Vol 2.19 | 051019

Read time: 2 minutes

1

Prime – “the greatest retail innovation of the internet age”

The story behind how a mundane detail like shipping costs led to Amazon rewiring the psychology of how we buy nearly everything in retail.

 


2Billionaire Town

San Francisco stands as a study in contrasts. On the one hand, the city’s growing homelessness crisis has led to a five-fold increase in “human feces incidents” on the city’s sidewalks and streets over the last 7 years. On the other hand, the City by the Bay holds the title as having the highest per capita concentration of billionaires in the world — 1 billionaire for every 11,600 residents — and it’s not even close. New York City ranks #2, with 1 billionaire for every 81,000 people.


3The P.C. PC

Not satisfied with a word processing software that merely catches misspellings and questionable grammatical construction, Microsoft has it’s eye on a new capability for its Word product: advising users when their word choice may be seen as insensitive or offensive. With all the failings and flailings we see in the social media space when it comes to Facebook or Twitter trying to figure out which user posts are sufficiently “bad” to merit removal, why would Microsoft want to wade into that minefield with its otherwise bland and perfectly useful Word tool?

 


4Could 3D Printing Make Organ Donation Obsolete?

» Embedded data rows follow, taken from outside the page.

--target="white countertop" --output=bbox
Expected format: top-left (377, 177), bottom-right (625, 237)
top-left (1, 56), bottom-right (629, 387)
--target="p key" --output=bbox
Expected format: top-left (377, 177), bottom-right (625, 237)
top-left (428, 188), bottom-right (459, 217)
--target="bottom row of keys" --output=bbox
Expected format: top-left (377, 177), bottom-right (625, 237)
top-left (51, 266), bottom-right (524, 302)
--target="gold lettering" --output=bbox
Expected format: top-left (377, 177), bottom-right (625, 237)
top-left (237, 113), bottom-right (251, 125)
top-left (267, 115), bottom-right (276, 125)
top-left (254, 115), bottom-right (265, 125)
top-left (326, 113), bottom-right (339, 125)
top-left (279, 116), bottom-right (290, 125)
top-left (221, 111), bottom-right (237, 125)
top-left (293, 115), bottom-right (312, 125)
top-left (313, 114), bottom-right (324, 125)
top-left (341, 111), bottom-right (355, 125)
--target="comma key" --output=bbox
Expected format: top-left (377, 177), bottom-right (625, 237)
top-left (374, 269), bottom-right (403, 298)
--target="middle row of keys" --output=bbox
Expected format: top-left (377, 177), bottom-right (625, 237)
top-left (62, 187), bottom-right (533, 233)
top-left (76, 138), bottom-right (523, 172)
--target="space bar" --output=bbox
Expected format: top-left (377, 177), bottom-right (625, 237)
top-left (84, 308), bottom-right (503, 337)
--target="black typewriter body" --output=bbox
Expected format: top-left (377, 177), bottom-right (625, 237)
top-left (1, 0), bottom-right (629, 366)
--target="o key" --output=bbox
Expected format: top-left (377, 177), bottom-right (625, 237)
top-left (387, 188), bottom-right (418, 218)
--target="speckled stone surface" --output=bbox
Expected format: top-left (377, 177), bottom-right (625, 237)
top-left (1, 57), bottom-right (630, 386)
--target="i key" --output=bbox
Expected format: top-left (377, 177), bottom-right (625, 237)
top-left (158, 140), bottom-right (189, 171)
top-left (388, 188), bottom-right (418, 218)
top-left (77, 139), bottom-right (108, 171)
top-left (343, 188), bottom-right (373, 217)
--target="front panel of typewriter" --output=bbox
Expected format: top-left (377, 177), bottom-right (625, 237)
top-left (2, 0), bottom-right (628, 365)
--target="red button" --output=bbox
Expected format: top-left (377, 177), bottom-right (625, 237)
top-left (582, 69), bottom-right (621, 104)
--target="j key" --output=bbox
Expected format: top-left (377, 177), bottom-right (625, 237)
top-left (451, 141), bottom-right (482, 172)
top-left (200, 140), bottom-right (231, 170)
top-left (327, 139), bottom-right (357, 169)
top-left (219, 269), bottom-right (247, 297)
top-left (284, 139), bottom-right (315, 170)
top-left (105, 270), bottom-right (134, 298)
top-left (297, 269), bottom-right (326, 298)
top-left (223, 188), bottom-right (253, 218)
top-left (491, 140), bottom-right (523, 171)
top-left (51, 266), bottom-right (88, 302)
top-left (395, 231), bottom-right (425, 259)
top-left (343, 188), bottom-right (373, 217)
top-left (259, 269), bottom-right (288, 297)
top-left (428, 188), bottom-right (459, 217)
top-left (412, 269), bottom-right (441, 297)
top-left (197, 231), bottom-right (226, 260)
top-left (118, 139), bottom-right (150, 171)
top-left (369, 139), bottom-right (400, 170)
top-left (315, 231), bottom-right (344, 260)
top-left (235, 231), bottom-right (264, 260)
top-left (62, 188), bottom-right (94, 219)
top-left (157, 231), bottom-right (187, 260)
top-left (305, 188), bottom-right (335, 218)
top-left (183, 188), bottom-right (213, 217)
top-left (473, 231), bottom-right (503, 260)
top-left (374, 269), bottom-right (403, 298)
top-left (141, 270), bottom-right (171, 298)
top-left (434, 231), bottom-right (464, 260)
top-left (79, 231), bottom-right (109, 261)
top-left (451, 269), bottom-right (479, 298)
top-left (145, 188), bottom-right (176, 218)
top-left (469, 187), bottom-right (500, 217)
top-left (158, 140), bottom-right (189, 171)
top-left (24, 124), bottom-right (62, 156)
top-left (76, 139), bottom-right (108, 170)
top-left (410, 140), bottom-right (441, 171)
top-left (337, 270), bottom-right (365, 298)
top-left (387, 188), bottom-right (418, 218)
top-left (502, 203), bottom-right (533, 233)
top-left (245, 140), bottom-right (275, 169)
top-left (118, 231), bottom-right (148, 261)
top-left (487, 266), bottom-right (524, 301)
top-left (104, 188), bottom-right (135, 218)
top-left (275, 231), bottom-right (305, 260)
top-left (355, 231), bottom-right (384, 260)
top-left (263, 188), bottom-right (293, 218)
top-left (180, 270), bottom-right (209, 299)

When you can take a tissue sample from a patient, extract the necessary cellular material, use that material to create the “ink” for a 3d printer, and then use that ink to 3d print a replacement organ built with the cellular materials that the patient’s body will recognize as its own, the stories of people afflicted with illnesses waiting for a match with an organ donor will soon become a thing of the past. Scientists in Tel Aviv are working in that direction, as they’ve now produced a 3d printed heart with working blood vessels, a first in the field.


5Maybe a Sun Burn Isn’t So Bad After All?

Turns out the chemicals in topical sunscreen that protect against the harm done by sunlight can seep through your skin and deposit themselves directly into your bloodstream. Whether it’s actually bad for your to have avobenzone, oxybenzone, octocrylene, and ecamsule coursing through your veins remains to be seen. Studies are now underway.